Philosophers don't "vacate the field". Many, maybe even most ethics texts are directly applicable to one's life. It comes with the territory of a field based around asking "What ought one do?".

They do tend to enjoy less market success than the less rigorous slop, but that's a symptom of a much broader problem in the world: Someone dedicated to doing something well is at a disadvantage versus someone dedicated to winning. It's the whole "anyone who is capable of getting themselves made President should on no account be allowed to do the job" Douglas Adams quote, it's why it's still not the year of Linux desktop despite having offered the superior OS for years, it's why IKEA has practically killed the market for quality furniture, and it's why damn near every corporation you can name is lead by some ghoulish psychopath. In most competitions, you can simply get a lot more mileage out of optimizing for the competition than you can squeeze out of the underlying skill. So the dude optimizing for selling books is going to knock the socks off the one trying to rigorously convey a robust ethical framework.

If you can fix that basic flaw in society, I think we should probably start with the more pressing matters than who's selling more self-help books.

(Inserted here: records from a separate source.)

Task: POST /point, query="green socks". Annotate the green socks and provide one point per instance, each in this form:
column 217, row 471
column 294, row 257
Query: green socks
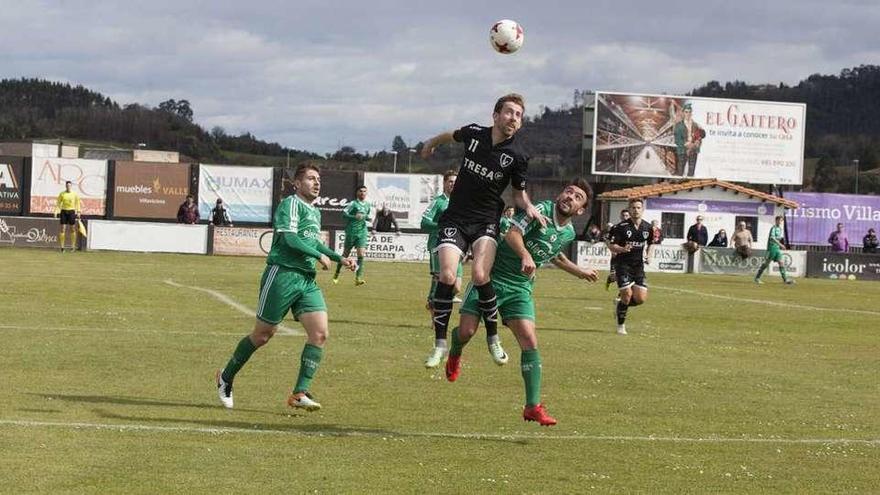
column 242, row 353
column 530, row 362
column 309, row 361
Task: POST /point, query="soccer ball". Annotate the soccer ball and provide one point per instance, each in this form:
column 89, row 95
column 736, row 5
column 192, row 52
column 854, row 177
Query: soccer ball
column 506, row 36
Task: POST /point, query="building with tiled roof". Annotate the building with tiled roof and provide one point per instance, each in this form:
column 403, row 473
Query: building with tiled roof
column 721, row 205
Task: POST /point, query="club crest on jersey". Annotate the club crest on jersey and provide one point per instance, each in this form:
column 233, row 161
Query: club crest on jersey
column 505, row 160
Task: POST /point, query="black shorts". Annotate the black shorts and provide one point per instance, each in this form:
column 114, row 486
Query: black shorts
column 68, row 217
column 629, row 275
column 464, row 235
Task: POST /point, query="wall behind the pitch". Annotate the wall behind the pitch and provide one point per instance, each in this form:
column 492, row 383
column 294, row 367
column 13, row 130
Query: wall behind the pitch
column 713, row 202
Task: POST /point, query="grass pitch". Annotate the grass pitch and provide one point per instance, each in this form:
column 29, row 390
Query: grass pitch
column 721, row 387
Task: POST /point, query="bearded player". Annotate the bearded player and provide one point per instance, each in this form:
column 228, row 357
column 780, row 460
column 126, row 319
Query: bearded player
column 628, row 240
column 493, row 158
column 525, row 247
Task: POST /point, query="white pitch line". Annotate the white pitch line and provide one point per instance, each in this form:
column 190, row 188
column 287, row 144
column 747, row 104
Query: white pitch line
column 769, row 303
column 119, row 330
column 366, row 433
column 282, row 330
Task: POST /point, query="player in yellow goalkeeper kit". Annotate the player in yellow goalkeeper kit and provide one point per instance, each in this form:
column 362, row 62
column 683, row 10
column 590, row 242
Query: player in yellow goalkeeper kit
column 68, row 204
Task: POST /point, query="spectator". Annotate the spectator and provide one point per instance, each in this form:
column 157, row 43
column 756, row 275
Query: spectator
column 869, row 242
column 384, row 221
column 188, row 211
column 592, row 234
column 697, row 236
column 220, row 215
column 720, row 239
column 742, row 241
column 837, row 239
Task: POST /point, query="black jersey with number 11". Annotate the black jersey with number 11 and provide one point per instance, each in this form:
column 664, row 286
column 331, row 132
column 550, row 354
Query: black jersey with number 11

To me that sounds like philosophers not being willing to lower themselves to meet people where they are.

There are plenty of professionals who don't let arbitrary standards of rigor get in the way of communicating with people. For medicine, there's an entire subspecialty of public health professionals who specialize in crafting communication for broad audiences. They don't target only the people who are capable of processing communications of a certain rigor, and they don't retire their specialty because advertisers will always have the upper hand.

Not to mention that many fields are taught as school subjects, so they have to be presented to literal children. Of course the school curricula of history, literature, and science are taught with naivete and lacunae that would be travesties if judged by professional standards, but historians aren't calling for teachers to stop teaching a dumbed down version history to children. They accept the necessity of it and debate how best to do it.